The car market last witnessed a fall in January, 2009, when sales shrunk by 3.16 per cent year-on-year. Last month’s decline is the steepest since November, 2008, when car segment sales fell by 19.34 per cent, he added.
The production loss at Maruti’s Manesar facility due to preparations for the launch of its new Swift model and realignment of its DZiRE model’s output also severely impacted sales, he said. Earlier this month, Maruti Suzuki India (MSI) said that due to these two planned activities, sales in July were negatively impacted by nearly 17,000 units. “There is no lack of demand, but just lack of conversion of demand into purchases by customers,” Mathur said.
SIAM Senior Director Sugato Sen said non-availability of certain components like castings also impacted the output of many car-makers. During the month, MSI India posted a 31.04 per cent dip in domestic car sales to 52,483 units.
Rival Hyundai Motor India’s sales were down by 11.49 per cent to 25,501 units. Tata Motors saw a decline of 43.13 per cent in sales to 13,997 units during the month. When asked about the outlook, Mathur said: “Interest rates and fuel prices are challenges for the market. Hopefully, interest rates have reached their peak... If crude continues to soften, then there may be some positive impact as it will lead to inflation coming down.”
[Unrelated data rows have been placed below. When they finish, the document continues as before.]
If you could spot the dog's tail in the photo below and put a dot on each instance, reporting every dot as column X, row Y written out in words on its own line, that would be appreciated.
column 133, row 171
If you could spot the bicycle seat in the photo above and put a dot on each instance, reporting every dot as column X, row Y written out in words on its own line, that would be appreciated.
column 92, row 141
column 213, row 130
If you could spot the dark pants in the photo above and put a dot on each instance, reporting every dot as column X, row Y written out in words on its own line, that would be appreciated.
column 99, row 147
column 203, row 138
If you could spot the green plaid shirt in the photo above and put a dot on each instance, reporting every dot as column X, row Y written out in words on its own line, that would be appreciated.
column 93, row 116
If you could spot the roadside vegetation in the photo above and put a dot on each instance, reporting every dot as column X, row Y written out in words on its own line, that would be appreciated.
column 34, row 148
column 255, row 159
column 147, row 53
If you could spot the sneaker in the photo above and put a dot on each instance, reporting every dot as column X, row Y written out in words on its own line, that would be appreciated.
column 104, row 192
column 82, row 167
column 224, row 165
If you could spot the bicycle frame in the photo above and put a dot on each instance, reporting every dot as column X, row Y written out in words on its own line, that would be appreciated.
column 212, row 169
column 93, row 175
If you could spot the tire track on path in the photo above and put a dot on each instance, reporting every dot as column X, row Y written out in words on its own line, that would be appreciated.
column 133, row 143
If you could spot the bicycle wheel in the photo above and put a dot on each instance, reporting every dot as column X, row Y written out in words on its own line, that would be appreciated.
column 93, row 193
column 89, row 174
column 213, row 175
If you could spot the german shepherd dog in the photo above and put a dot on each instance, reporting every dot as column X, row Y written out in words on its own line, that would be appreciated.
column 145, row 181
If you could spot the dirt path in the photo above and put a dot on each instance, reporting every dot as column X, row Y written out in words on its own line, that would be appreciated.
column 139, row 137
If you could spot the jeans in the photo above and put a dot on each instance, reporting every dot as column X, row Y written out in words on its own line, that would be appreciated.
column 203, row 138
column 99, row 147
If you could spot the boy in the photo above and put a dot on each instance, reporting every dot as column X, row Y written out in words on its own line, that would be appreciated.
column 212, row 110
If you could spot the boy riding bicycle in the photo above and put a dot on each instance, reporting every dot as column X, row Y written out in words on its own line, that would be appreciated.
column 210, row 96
The forthcoming festive season is also likely to help car-makers push sales, but to what extent it can boost growth has to be looked at, he added. The auto industry has started slowing down this fiscal, with the passenger car segment growing by only 7 per cent in May. In June, it saw its slowest growth rate in 27 months of 1.62 per cent.
SIAM had last month revised the growth projection downward to 10-12 per cent for 2011-12, as against its earlier forecast of 16-18 per cent.